Second mesiobuccal canal segmentation with YOLOv5 architecture using cone beam computed tomography images


DUMAN Ş. B., ÇELİK ÖZEN D., BAYRAKDAR İ. Ş., Baydar O., Alhaija E. S. A., Helvacioğlu Yiğit D., ...Daha Fazla

Odontology, cilt.112, sa.2, ss.552-561, 2024 (SCI-Expanded) identifier identifier identifier

  • Yayın Türü: Makale / Tam Makale
  • Cilt numarası: 112 Sayı: 2
  • Basım Tarihi: 2024
  • Doi Numarası: 10.1007/s10266-023-00864-3
  • Dergi Adı: Odontology
  • Derginin Tarandığı İndeksler: Science Citation Index Expanded (SCI-EXPANDED), Scopus, MEDLINE
  • Sayfa Sayıları: ss.552-561
  • Anahtar Kelimeler: Cone beam computed tomography, Deep learning, Second mesiobuccal canals, YOLO
  • Eskişehir Osmangazi Üniversitesi Adresli: Evet

Özet

The objective of this study is to use a deep-learning model based on CNN architecture to detect the second mesiobuccal (MB2) canals, which are seen as a variation in maxillary molars root canals. In the current study, 922 axial sections from 153 patients’ cone beam computed tomography (CBCT) images were used. The segmentation method was employed to identify the MB2 canals in maxillary molars that had not previously had endodontic treatment. Labeled images were divided into training (80%), validation (10%) and testing (10%) groups. The artificial intelligence (AI) model was trained using the You Only Look Once v5 (YOLOv5x) architecture with 500 epochs and a learning rate of 0.01. Confusion matrix and receiver-operating characteristic (ROC) analysis were used in the statistical evaluation of the results.

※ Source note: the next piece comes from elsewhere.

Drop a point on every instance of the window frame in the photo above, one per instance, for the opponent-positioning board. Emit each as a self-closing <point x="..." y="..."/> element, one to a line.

The sensitivity of the MB2 canal segmentation model was 0.92, the precision was 0.83, and the F1 score value was 0.87. The area under the curve (AUC) in the ROC graph of the model was 0.84. The mAP value at 0.5 inter-over union (IoU) was found as 0.88. The deep-learning algorithm used showed a high success in the detection of the MB2 canal. The success of the endodontic treatment can be increased and clinicians’ time can be preserved using the newly created artificial intelligence-based models to identify variations in root canal anatomy before the treatment.